Walker feels the tension in the choice to pause classes for now.
“There’s such a need, and I know it, but there’s always a need,” she said. “We have to figure out the future of this program for the sake of the people involved in it.”
With one year of sobriety under her belt, Campos is pursuing becoming a community health worker to help other members of the San Antonio community end their own addictions.
Listen: Camille Campos shares the toll addiction took in her life
“A lot of these people out here, they don’t have family or people to give them that [push]. So me being able to get out there and let them know, ‘Hey, you are someone, and you are special. Don’t feel like your life isn’t worth living for. …We all just get lost somewhere along the way, but we can find our way back.”
Campos is also fostering a healthier relationship with her three oldest children, who she says are “her biggest supporters.”
“Now we’re really close, they’re very proud of me,” Campos smiles.
Watch: Dickson, Campos and Avila express gratitude to loved ones
Dickson’s work with youth football is helping others choose paths that don’t include gang activity. At the same time, he is putting his family first.

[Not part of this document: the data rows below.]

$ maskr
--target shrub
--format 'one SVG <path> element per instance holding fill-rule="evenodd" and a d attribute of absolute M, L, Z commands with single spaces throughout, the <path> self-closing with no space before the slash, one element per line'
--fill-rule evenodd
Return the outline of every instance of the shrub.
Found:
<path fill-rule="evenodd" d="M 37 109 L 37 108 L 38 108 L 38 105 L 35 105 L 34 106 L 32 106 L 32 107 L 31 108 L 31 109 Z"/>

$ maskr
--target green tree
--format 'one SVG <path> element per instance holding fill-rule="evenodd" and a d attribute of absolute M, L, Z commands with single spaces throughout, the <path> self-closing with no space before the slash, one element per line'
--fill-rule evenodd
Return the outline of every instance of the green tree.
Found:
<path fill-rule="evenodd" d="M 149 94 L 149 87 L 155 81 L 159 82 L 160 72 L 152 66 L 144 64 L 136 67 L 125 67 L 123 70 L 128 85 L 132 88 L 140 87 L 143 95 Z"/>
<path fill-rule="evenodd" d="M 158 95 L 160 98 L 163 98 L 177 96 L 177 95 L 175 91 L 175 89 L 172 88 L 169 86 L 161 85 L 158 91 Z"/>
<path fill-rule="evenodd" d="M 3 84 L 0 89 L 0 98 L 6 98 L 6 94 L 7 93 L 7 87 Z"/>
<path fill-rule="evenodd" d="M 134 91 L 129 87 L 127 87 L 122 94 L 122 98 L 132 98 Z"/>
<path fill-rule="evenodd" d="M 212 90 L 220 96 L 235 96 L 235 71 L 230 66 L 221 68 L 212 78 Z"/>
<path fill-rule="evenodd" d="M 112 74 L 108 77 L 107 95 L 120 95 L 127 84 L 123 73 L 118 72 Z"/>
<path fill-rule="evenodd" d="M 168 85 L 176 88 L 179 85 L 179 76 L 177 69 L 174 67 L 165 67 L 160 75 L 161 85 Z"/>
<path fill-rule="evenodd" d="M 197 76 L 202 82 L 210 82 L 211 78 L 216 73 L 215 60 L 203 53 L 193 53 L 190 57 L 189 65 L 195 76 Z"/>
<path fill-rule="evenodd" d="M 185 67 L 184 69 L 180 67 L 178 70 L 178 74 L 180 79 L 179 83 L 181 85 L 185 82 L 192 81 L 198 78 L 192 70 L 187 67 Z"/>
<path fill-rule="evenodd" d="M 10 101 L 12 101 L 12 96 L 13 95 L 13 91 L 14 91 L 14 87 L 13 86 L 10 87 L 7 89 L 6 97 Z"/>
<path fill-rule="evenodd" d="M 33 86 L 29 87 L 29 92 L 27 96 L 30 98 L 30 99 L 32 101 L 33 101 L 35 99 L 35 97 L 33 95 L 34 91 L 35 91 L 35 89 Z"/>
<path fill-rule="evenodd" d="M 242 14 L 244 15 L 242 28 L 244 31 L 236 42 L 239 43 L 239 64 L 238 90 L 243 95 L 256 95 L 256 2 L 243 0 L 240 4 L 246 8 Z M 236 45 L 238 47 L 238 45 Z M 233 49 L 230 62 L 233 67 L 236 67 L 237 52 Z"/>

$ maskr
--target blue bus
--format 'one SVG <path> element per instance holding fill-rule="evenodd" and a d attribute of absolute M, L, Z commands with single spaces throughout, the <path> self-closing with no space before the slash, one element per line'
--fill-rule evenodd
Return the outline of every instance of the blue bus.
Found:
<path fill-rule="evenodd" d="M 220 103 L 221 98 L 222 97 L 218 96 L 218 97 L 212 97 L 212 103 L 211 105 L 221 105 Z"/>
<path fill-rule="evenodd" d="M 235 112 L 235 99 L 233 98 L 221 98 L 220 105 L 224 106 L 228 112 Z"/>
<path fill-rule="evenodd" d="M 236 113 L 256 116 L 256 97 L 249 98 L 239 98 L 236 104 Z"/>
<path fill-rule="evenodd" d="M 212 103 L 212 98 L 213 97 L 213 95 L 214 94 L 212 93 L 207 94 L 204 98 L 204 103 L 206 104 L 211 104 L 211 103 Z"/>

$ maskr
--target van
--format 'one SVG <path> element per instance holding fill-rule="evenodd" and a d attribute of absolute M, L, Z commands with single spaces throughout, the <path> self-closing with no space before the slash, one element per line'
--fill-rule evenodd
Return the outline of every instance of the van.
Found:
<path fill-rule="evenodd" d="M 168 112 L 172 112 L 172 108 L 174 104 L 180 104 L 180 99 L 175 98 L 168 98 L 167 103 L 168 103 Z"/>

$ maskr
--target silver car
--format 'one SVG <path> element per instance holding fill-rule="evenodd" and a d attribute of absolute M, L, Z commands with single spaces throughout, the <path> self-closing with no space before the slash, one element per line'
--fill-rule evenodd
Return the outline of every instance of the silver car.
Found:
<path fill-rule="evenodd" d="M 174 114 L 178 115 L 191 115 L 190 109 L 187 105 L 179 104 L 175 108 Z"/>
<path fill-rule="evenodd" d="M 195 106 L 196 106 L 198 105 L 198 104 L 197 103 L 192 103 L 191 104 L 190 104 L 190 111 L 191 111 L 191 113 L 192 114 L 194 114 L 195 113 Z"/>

“This time I want to make sure I fully choose my kids before anything, like before relationship, before going back to prison, before like, doing anything that I wanted to do, I wanted to make sure that was number one,” he said. “I think I succeeded on that because I’m still here. … I’m very, very, very thankful that I made that I made that decision to fully be in dad mode.”
Avila is holding fast to her faith for purpose as she navigates the difficulties that she’s faced outside of prison after five different incarcerations.
”I’m tired of not being seen — looked at but not being seen,” she told her classmates in a session over the summer.
“We need more programs for individuals that have been long-term incarcerated in order to reunite back into society. … Those people have been in there a duration of their life, and they don’t know how to function,” Avila said.
Even with the challenges of homelessness and starting over, Avila said the FREED program has given her hope for the future. “Am I going to give up? No.”
This story has been updated to correct details of Camille Campos’ arrest and sentencing.